Plaintiff Diamond, a real estate broker, claims he was defamed by a television news broadcast by WTOC-TV, a Savannah television station. The facts show Diamond was instrumental in arranging a real estate transaction in which Hardee’s restaurant purchased a tract of land on which to build a restaurant on Wilmington Island. Upon purchasing the land, Hardee’s contracted to have it cleared in preparation for construction. In the process of clearing the tract the contractor also mistakenly removed from adjoining county property a stand of trees and other foliage which served as a natural buffer zone between the commercial area in which the restaurant was to be built and a nearby residential neighborhood. The improper clearing was the subject of heated local debate and was reported on the local news.
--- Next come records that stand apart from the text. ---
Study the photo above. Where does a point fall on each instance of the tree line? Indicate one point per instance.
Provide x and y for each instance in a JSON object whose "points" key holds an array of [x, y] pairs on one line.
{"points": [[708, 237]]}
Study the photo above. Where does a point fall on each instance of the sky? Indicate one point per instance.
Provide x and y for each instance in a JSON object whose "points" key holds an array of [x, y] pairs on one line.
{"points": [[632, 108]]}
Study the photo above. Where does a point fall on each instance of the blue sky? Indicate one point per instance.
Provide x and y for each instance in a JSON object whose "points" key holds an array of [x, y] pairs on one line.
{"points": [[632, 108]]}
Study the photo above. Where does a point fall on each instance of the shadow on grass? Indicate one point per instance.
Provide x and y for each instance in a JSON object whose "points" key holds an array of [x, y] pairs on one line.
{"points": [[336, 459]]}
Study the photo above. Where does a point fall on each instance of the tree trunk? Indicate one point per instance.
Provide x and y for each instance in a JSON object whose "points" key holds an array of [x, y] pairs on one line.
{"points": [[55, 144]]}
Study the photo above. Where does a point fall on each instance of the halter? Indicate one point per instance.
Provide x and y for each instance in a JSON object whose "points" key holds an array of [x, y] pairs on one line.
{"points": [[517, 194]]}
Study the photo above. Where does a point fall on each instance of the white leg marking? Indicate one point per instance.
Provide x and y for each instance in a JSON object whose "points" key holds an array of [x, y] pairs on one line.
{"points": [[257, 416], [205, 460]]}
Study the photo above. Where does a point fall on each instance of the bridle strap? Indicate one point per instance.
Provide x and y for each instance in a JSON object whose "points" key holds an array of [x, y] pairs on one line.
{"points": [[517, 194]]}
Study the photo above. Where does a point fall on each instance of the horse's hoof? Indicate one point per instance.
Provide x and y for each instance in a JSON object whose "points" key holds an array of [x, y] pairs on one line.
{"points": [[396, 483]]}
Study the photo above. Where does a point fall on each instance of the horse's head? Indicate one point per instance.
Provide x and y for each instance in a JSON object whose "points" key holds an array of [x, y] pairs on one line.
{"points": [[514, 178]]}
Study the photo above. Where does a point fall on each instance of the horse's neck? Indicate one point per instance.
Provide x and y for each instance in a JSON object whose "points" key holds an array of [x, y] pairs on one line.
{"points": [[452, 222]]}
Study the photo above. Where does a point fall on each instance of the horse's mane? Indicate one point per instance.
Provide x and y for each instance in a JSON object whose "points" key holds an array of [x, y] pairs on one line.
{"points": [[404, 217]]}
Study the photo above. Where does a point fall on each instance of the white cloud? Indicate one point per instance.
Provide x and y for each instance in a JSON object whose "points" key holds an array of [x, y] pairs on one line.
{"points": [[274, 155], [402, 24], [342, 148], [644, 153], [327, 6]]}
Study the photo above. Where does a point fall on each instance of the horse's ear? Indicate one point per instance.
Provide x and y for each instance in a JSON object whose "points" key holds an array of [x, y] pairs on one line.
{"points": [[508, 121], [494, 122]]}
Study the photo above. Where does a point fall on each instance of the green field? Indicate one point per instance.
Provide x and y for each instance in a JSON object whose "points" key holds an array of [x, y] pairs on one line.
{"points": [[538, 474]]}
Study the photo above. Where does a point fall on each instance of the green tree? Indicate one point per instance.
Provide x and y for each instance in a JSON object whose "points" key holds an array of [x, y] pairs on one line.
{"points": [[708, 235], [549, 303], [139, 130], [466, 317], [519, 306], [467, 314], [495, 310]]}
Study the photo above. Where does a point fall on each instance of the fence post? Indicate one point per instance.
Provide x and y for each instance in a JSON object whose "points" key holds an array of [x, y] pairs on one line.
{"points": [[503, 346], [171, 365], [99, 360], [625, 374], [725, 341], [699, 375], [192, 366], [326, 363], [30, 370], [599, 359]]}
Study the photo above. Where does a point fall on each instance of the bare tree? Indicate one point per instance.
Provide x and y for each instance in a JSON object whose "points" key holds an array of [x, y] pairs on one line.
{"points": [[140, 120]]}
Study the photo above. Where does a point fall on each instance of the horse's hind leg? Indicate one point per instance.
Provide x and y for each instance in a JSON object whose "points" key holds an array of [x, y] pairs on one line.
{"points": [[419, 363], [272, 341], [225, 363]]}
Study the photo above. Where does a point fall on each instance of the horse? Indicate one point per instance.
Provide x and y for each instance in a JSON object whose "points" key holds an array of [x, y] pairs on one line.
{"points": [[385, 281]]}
The first report concerning the controversy was broadcast on December 4, 1984. In preparing for a second broadcast on December 5, the reporter learned that Hardee’s was investigating the possibility that it might have paid for land actually owned by the county. In the course of the December 5 broadcast, the reporter stated: “The county appears to be somewhat responsible, but the mistake apparently began months ago when this man, Bob Diamond, sold a bigger tract of land than his client actually owned. That’s a mistake the restaurant people are sure to investigate.” In actuality, the mistake was made when a surveyor hired by Hardee’s placed surveying stakes ten feet over the actual property line onto land owned by the county. In a final broadcast on December 7, the reporter reported the surveyor’s mistake and added that Hardee’s was satisfied they had not paid for land not belonging to them.

Plaintiff Diamond filed this action for defamation against American Savannah Broadcasting Company and American Family Corporation, alleging they were the owners and operators of station WTOCTV. Defendant American Family Corporation moved for summary judgment in reliance upon an affidavit by its chief operating officer attesting that it was a separate legal entity from American Savannah Broadcasting Company and that it did not own or operate the television station. Both defendants moved for summary judgment on the ground the objectionable report was conditionally privileged because it concerned a matter of public interest. Since the undisputed evi[682]*682dence showed the statement was made with no actual malice or ill will, defendants argued the plaintiff could not prevail on this claim. The lower court granted summary judgment to American Family Corporation. It also granted partial summary judgment to American Savannah Broadcasting Company as to plaintiff’s claim for punitive damages. However, summary judgment was denied as to plaintiffs claim for general or actual damages. Plaintiff Diamond appeals the grant of summary judgment to American Family Corporation and the grant of partial summary judgment to defendants concerning his claim for punitive damages (Case No. 75091). Defendant American Savannah Broadcasting Company cross-appeals the order denying its motion for summary judgment to plaintiffs claim as a whole (Case No. 75092).

Case No. 75092

1. The trial court granted partial summary judgment to defendant American Savannah Broadcasting Company as to plaintiff Diamond’s claim for punitive damages. However, the court denied summary judgment on the complaint as a whole and defendant appeals. Defendant claims the allegedly defamatory statements made in its broadcast were privileged because they pertained to a matter of general or public interest. According to defendant, under these circumstances a plaintiff in a defamation case may recover damages only if he proves the statements were made with actual malice. Because the undisputed evidence shows defendant entertained “no serious doubts” as to the truth of the statements in question, defendant argues it is entitled to judgment as a matter of law.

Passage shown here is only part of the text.